Despite indictments handed down by the U.S. Department of Justice against leading online poker providers, a growing number of gaming executives continue to push for federal recognition and regulation of the lucrative trade. Before this can happen however, the online poker industry needs to embrace advanced technologies that ensure the integrity of the games, said James Maida, president and CEO of Gaming Laboratories International (GLI), to an audience at the Southern Gaming Summit, which took place last month at the Mississippi Coast Coliseum and Convention Center in Biloxi, Miss.
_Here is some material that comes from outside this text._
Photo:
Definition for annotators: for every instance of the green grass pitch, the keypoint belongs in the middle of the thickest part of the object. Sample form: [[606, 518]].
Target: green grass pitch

Like many speakers at the conference, Maida believes it is only a matter of time before certain forms of online wagering are approved and regulated at either the state or federal level. But legalization of online poker doesn’t necessarily mean play can begin right away, he cautioned. In order to obtain licenses, Maida believes poker providers will need to augment the integrity of their offerings in a numbers of areas, using technology to detect unfair in-game practices such as collusion and the use of automated computer assisted play.

“Since you have to login to play and all game action is tracked, online poker systems can easily detect and control problem and underage gambling,” Maida said. “But geo-location technology has yet to be perfected, which could cause issues. And the industry will have figure out ways to stop player collusion and detect the use of bots.”

Collusion can happen when a group of online poker players are in the same room together and can look at each other’s cards, giving them an unfair advantage over other players in the game. Bots are essentially automated computers that simulate human game play, tricking people into believing they’re playing against fellow human beings instead of a computer.